Translation: most of what was demoed on Tuesday costs at least $100/month to actually use.
What Mainstream Coverage Got Wrong
Left-leaning outlets covered the privacy implications more than right-leaning ones did, but even they undersold it. ZDNET and VentureBeat were the most useful on actual enterprise numbers.
Gemini 3.5 Pro is still internal only. The model Google says will act as the "orchestrator" for the whole agentic system doesn't exist in your hands yet. The full vision Pichai described — Flash as sub-agent, Pro as planner — is architecture, not product. Not yet.
Also buried: AI Mode has already passed one billion monthly users, per ZDNET. Google didn't emphasize that. They should have. It's the most important adoption number they have.
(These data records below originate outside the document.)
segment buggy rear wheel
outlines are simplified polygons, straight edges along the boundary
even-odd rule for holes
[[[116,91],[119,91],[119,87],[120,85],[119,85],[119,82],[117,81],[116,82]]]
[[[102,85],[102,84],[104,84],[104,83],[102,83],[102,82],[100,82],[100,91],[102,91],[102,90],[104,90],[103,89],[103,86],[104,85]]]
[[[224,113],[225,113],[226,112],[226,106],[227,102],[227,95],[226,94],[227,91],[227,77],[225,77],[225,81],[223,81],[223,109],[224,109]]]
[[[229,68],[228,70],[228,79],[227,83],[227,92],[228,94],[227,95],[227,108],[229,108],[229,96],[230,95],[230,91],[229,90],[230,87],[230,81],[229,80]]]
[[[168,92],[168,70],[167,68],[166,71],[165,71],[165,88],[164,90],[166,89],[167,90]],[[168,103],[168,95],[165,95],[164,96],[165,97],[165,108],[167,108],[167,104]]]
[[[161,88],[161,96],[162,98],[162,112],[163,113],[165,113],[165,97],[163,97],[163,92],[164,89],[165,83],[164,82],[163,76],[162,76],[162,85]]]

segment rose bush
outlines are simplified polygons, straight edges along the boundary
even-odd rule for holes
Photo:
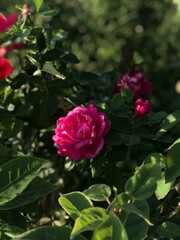
[[[73,160],[95,158],[103,148],[103,137],[110,129],[106,116],[93,104],[76,107],[66,117],[57,120],[53,136],[58,154]]]
[[[0,82],[1,238],[179,239],[180,110],[143,117],[151,107],[138,94],[152,90],[143,73],[127,74],[112,94],[129,68],[71,68],[79,59],[62,15],[47,1],[29,2],[0,42],[0,58],[8,52],[15,68]],[[13,58],[21,42],[27,47]]]
[[[12,73],[12,66],[8,59],[1,58],[0,59],[0,80],[4,79],[5,77],[9,77]]]
[[[6,18],[2,13],[0,13],[0,33],[7,31],[13,24],[16,23],[18,15],[16,13],[11,14]]]
[[[152,85],[144,76],[143,72],[137,72],[134,74],[126,73],[121,76],[114,89],[114,92],[120,92],[122,87],[130,89],[135,100],[152,92]]]

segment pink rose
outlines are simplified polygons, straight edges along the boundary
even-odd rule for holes
[[[137,72],[132,75],[126,73],[121,76],[114,92],[120,92],[122,87],[130,89],[134,95],[134,99],[146,96],[152,92],[152,85],[142,72]]]
[[[9,77],[12,73],[13,69],[8,59],[1,58],[0,59],[0,80]]]
[[[146,115],[151,110],[151,105],[149,100],[138,98],[136,100],[136,109],[135,109],[135,116],[142,117]]]
[[[73,160],[95,158],[104,146],[110,121],[93,104],[76,107],[57,120],[54,142],[58,154]]]

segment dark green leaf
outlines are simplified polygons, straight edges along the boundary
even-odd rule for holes
[[[156,133],[156,137],[160,137],[162,134],[169,131],[175,125],[180,122],[180,110],[176,110],[175,112],[169,114],[162,122],[159,131]]]
[[[154,159],[154,155],[149,158]],[[126,193],[136,199],[147,199],[156,190],[157,181],[160,179],[161,168],[152,162],[143,164],[137,168],[135,174],[125,185]]]
[[[105,201],[111,195],[111,189],[105,184],[95,184],[83,192],[91,200]]]
[[[51,63],[45,63],[42,71],[47,72],[47,73],[49,73],[57,78],[60,78],[62,80],[65,79],[65,76],[63,74],[61,74],[60,72],[58,72]]]
[[[71,234],[71,229],[68,227],[42,227],[30,230],[23,234],[16,236],[12,240],[21,240],[21,239],[29,239],[29,240],[69,240]],[[78,235],[73,240],[86,240],[81,235]]]
[[[93,206],[89,197],[81,192],[72,192],[59,198],[61,207],[75,220],[85,208]]]
[[[107,218],[106,210],[99,207],[84,209],[76,219],[71,237],[86,231],[95,230]]]
[[[146,201],[136,200],[133,205],[140,210],[143,215],[149,217],[149,207]],[[129,240],[146,239],[148,224],[137,214],[130,213],[125,222],[125,229]]]
[[[43,0],[33,0],[33,2],[35,3],[36,5],[36,10],[39,11],[41,5],[43,4]]]
[[[110,212],[109,216],[95,230],[92,240],[128,240],[128,236],[124,226],[119,218]]]
[[[157,233],[164,238],[180,237],[180,226],[173,222],[163,222],[156,228]]]
[[[12,201],[0,206],[0,210],[13,209],[17,207],[24,206],[28,203],[34,202],[36,199],[42,198],[48,193],[56,190],[57,187],[45,180],[36,177],[27,186],[27,188],[21,192],[21,194],[15,197]]]
[[[167,154],[165,178],[167,182],[175,180],[180,176],[180,143],[171,147]]]
[[[45,161],[35,157],[18,157],[0,167],[0,206],[25,190]]]

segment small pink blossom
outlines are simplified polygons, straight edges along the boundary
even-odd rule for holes
[[[76,107],[57,120],[54,142],[58,154],[73,160],[95,158],[104,146],[110,121],[93,104]]]
[[[7,53],[6,48],[0,48],[0,59],[3,58]]]
[[[122,87],[130,89],[135,100],[152,92],[152,85],[142,72],[135,74],[126,73],[121,76],[114,89],[114,93],[120,92]]]
[[[30,10],[27,6],[27,4],[24,4],[23,10],[22,10],[22,17],[23,17],[23,22],[25,23],[26,18],[32,14],[32,10]]]
[[[136,117],[142,117],[150,112],[151,105],[149,100],[138,98],[135,103],[136,103],[136,108],[135,108]]]
[[[2,13],[0,13],[0,33],[7,31],[12,25],[16,23],[18,16],[16,13],[11,14],[6,18]]]
[[[13,69],[8,59],[1,58],[0,59],[0,80],[9,77],[12,73]]]

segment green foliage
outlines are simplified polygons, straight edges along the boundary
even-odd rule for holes
[[[14,71],[0,82],[0,238],[178,239],[180,110],[168,86],[179,75],[166,67],[179,49],[169,34],[179,26],[172,1],[34,0],[25,22],[24,2],[13,1],[12,12],[16,3],[18,22],[0,36],[1,48],[25,44],[8,52]],[[134,54],[124,49],[117,67],[124,45]],[[152,111],[137,118],[132,92],[113,89],[142,59],[158,78]],[[73,162],[57,154],[55,124],[89,103],[111,128],[97,157]]]

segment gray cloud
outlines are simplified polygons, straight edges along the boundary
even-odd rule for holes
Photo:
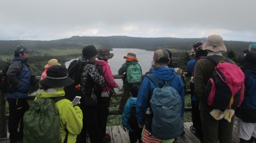
[[[256,41],[255,0],[3,0],[0,5],[0,40],[218,34]]]

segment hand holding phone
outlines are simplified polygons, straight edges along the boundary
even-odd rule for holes
[[[76,96],[76,97],[74,99],[74,100],[73,100],[73,101],[72,101],[72,104],[73,105],[76,105],[77,103],[79,102],[80,99],[81,99],[81,97],[78,96]]]

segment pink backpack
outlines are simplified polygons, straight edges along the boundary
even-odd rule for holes
[[[236,65],[228,63],[229,59],[216,63],[203,96],[208,105],[213,109],[224,110],[240,107],[244,100],[244,74]]]

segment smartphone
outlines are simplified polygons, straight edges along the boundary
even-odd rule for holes
[[[76,96],[76,97],[74,99],[74,100],[73,100],[73,101],[72,101],[73,105],[76,104],[79,100],[80,100],[80,99],[81,99],[81,97],[77,96]]]

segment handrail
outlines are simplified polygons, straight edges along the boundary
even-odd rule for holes
[[[185,76],[188,76],[187,72],[184,72]],[[122,79],[124,77],[123,74],[113,74],[114,79]],[[142,74],[142,77],[145,76],[145,74]],[[36,80],[37,82],[39,81],[40,76],[36,76]],[[123,92],[116,92],[115,96],[112,97],[121,97]],[[190,93],[190,90],[186,90],[185,94],[186,94]],[[29,95],[28,100],[33,100],[35,98],[35,95]],[[6,114],[6,101],[7,99],[4,95],[0,91],[0,140],[5,139],[7,137],[7,120],[9,119],[9,114]],[[185,112],[191,112],[192,108],[191,107],[185,107]],[[122,115],[122,112],[118,110],[110,110],[109,115]]]

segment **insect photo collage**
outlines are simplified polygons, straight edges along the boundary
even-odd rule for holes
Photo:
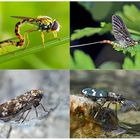
[[[0,1],[0,138],[140,138],[140,2]]]

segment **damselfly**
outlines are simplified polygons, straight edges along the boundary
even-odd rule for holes
[[[110,44],[113,47],[119,47],[119,48],[127,48],[129,46],[135,46],[136,44],[139,44],[140,41],[135,41],[131,38],[130,33],[124,24],[123,20],[118,15],[112,16],[112,29],[113,34],[118,43],[115,43],[110,40],[103,40],[98,42],[92,42],[92,43],[86,43],[86,44],[80,44],[80,45],[73,45],[71,48],[74,47],[80,47],[80,46],[87,46],[87,45],[94,45],[94,44]]]

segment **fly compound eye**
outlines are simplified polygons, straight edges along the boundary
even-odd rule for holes
[[[87,95],[88,92],[87,92],[87,90],[83,89],[82,90],[82,93],[84,93],[85,95]]]
[[[51,28],[51,30],[52,31],[59,31],[60,30],[60,27],[59,27],[60,25],[59,25],[59,23],[55,20],[53,23],[52,23],[52,28]]]

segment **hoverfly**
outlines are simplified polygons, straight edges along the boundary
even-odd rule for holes
[[[118,15],[112,16],[112,29],[113,34],[118,43],[115,43],[110,40],[103,40],[98,42],[92,42],[92,43],[86,43],[86,44],[80,44],[80,45],[74,45],[71,46],[71,48],[74,47],[80,47],[80,46],[87,46],[87,45],[94,45],[94,44],[110,44],[113,47],[120,47],[120,48],[127,48],[128,46],[135,46],[136,44],[139,44],[140,41],[135,41],[131,38],[130,33],[121,19]]]
[[[6,45],[14,45],[17,47],[21,47],[25,43],[25,35],[21,35],[20,33],[20,27],[21,25],[25,23],[33,24],[36,26],[36,28],[27,30],[25,34],[28,37],[28,33],[33,32],[33,31],[41,31],[41,38],[42,38],[42,43],[43,47],[44,45],[44,32],[52,32],[54,37],[57,38],[57,32],[60,30],[60,24],[57,20],[52,19],[48,16],[38,16],[37,18],[30,18],[30,17],[21,17],[21,16],[11,16],[13,18],[19,18],[21,19],[16,25],[15,25],[15,34],[17,38],[19,39],[18,42],[13,41],[13,40],[5,40],[0,42],[0,47],[2,48],[3,46]],[[29,44],[29,40],[28,40]]]

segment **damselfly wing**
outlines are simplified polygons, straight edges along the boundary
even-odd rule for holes
[[[138,44],[137,41],[131,38],[126,25],[118,15],[112,16],[112,29],[114,37],[119,42],[121,47],[126,48],[128,46],[134,46]]]

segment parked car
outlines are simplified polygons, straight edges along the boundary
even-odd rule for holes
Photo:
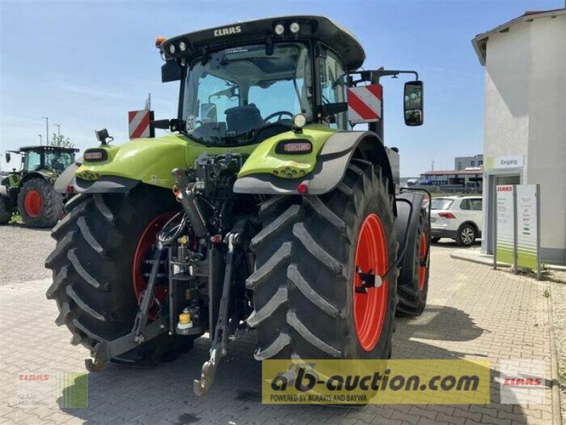
[[[435,198],[430,205],[431,241],[446,237],[469,246],[482,237],[483,215],[480,196]]]
[[[434,184],[430,178],[423,178],[419,182],[419,186],[432,186]]]

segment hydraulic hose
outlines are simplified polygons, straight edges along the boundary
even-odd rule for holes
[[[195,193],[192,192],[192,186],[187,181],[187,176],[183,170],[174,169],[171,171],[171,174],[175,176],[177,186],[179,188],[179,193],[177,199],[181,203],[185,213],[189,218],[189,224],[192,227],[195,235],[197,237],[204,237],[209,234],[207,222],[200,212]]]
[[[180,191],[178,200],[183,205],[183,209],[189,217],[189,224],[197,237],[204,237],[209,233],[207,223],[204,221],[200,208],[197,203],[195,193],[188,187],[185,187]]]

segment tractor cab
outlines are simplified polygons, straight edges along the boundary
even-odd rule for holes
[[[262,19],[158,39],[163,81],[180,80],[179,130],[201,143],[252,144],[303,125],[347,130],[349,73],[365,54],[318,16]]]
[[[16,151],[7,151],[6,161],[10,162],[11,154],[21,156],[22,168],[18,171],[22,175],[46,170],[60,174],[75,160],[78,149],[57,146],[26,146]]]
[[[414,72],[358,71],[366,57],[359,42],[323,16],[238,23],[158,38],[156,45],[166,61],[162,80],[180,81],[178,118],[155,122],[156,128],[166,125],[209,146],[260,143],[297,127],[297,115],[301,127],[318,124],[337,130],[371,123],[370,130],[383,140],[381,94],[379,119],[371,111],[370,118],[359,116],[367,112],[363,96],[354,99],[362,112],[352,119],[347,89],[379,86],[380,76],[405,72],[417,79]],[[415,82],[420,83],[405,86],[408,125],[422,123],[422,84]]]

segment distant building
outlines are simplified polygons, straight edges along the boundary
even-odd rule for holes
[[[473,157],[456,157],[454,158],[454,169],[465,170],[467,168],[480,167],[483,165],[483,155]]]
[[[422,181],[430,180],[432,184],[467,185],[474,182],[481,186],[483,180],[483,170],[480,168],[468,170],[439,170],[430,171],[420,175]]]
[[[472,40],[485,67],[484,239],[495,189],[541,185],[541,259],[566,264],[566,9],[526,12]]]

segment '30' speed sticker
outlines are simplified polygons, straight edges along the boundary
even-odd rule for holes
[[[195,115],[189,115],[187,117],[187,134],[190,134],[195,131],[195,125],[197,123],[197,118]]]

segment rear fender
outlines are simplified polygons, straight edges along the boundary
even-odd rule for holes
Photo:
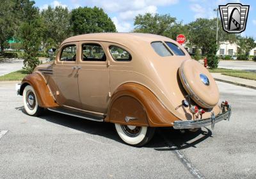
[[[126,120],[125,118],[131,118]],[[127,118],[126,118],[127,119]],[[179,120],[146,87],[125,83],[113,93],[105,121],[122,125],[170,127]]]

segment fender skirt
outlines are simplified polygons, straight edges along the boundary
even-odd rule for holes
[[[31,85],[35,90],[39,106],[42,107],[54,107],[59,105],[52,97],[49,87],[44,79],[38,73],[26,75],[21,82],[20,95],[23,95],[26,86]]]
[[[106,121],[122,125],[170,127],[179,118],[146,87],[125,83],[114,92]]]

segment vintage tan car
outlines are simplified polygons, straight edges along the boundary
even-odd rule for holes
[[[19,86],[26,113],[44,108],[115,123],[127,144],[142,146],[156,127],[195,129],[229,120],[214,79],[183,47],[141,33],[72,36],[55,61],[38,66]]]

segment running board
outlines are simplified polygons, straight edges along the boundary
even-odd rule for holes
[[[91,114],[88,114],[85,113],[81,113],[79,111],[74,111],[74,110],[70,110],[67,109],[64,109],[64,108],[47,108],[48,110],[53,111],[53,112],[56,112],[59,113],[61,113],[63,114],[67,114],[74,117],[77,117],[79,118],[83,118],[85,120],[88,120],[91,121],[99,121],[99,122],[103,122],[104,121],[104,116],[99,116],[99,115],[93,115]]]

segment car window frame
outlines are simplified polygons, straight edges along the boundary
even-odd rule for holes
[[[152,43],[155,43],[155,42],[161,42],[162,44],[166,48],[167,51],[169,51],[169,52],[171,54],[171,56],[162,56],[159,55],[157,52],[156,52],[155,49],[153,48]],[[171,49],[168,47],[168,45],[164,43],[163,41],[158,40],[158,41],[153,41],[150,42],[150,47],[153,49],[154,52],[155,52],[156,54],[157,54],[159,56],[161,56],[162,58],[166,58],[166,57],[170,57],[170,56],[173,56],[175,54],[173,52],[171,51]]]
[[[83,45],[84,44],[97,44],[99,45],[99,46],[101,47],[101,48],[102,49],[104,54],[105,54],[105,60],[104,61],[102,61],[102,60],[90,60],[90,61],[86,61],[86,60],[83,60]],[[99,42],[97,42],[97,41],[81,41],[80,42],[80,47],[81,47],[81,50],[80,50],[80,61],[82,63],[85,63],[85,62],[88,62],[88,63],[95,63],[95,62],[104,62],[104,63],[106,63],[108,61],[107,59],[107,54],[106,52],[106,51],[103,47],[103,45],[99,43]]]
[[[172,52],[173,54],[173,56],[186,56],[186,52],[185,52],[183,50],[182,50],[181,48],[180,48],[180,47],[179,47],[179,45],[177,45],[175,44],[175,43],[172,42],[168,42],[168,41],[164,41],[163,42],[165,43],[165,45],[166,45],[166,46],[167,47],[167,48],[168,48],[168,49],[170,49],[170,51],[172,51]],[[172,43],[172,44],[173,44],[174,45],[175,45],[176,47],[177,47],[178,49],[179,49],[180,50],[180,51],[183,53],[184,55],[182,55],[182,56],[177,55],[177,54],[173,52],[173,51],[169,47],[169,45],[168,45],[167,42],[168,42],[168,43]]]
[[[114,58],[114,57],[113,56],[112,53],[111,53],[111,51],[110,51],[110,48],[111,48],[111,47],[115,47],[120,48],[120,49],[122,49],[123,51],[126,51],[126,52],[129,54],[129,58],[128,59],[122,59],[116,60],[116,59],[115,59],[115,58]],[[121,47],[120,47],[120,46],[118,46],[118,45],[110,45],[108,46],[108,52],[109,52],[110,55],[111,56],[112,59],[113,59],[115,61],[117,61],[117,62],[118,62],[118,61],[121,61],[121,62],[122,62],[122,62],[124,62],[124,61],[129,62],[129,61],[131,61],[132,60],[132,56],[131,54],[127,50],[126,50],[126,49],[125,49],[124,48]]]
[[[67,46],[70,46],[70,45],[76,45],[76,61],[61,61],[60,59],[61,58],[63,50],[65,47],[67,47]],[[77,62],[78,62],[78,59],[77,59],[78,52],[79,52],[79,46],[78,46],[78,43],[77,42],[68,42],[68,43],[63,44],[60,47],[59,50],[58,51],[56,63],[57,64],[70,64],[70,65],[72,65],[72,64],[77,64]]]

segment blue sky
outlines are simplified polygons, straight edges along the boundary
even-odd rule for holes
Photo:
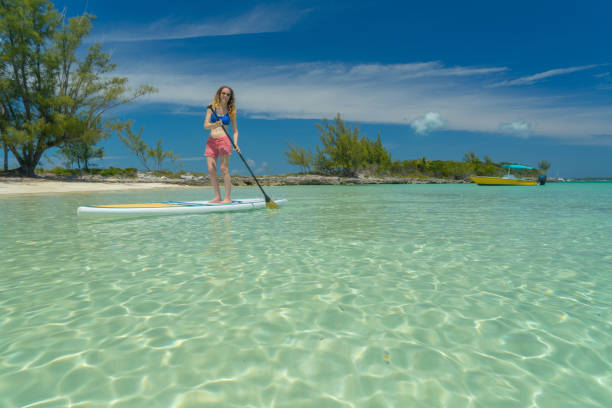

What's Real and What Isn't
Google shipped real products Tuesday. Gemini 3.5 Flash is live, it's fast, and the pricing is genuinely competitive. The smart glasses hardware is real — Wired and Engadget both handled it. Universal Cart and Gemini Spark are in early rollout.
But Hassabis declaring the singularity's foothills while his boss sells billion-dollar cost savings to customers who don't exist at that token volume is exactly the kind of hype that makes normal people distrust all of this.
Verify the benchmarks. Check the fine print on opt-ins. And remember: when the product is free — or framed as a convenience — you're the data source, not just the customer.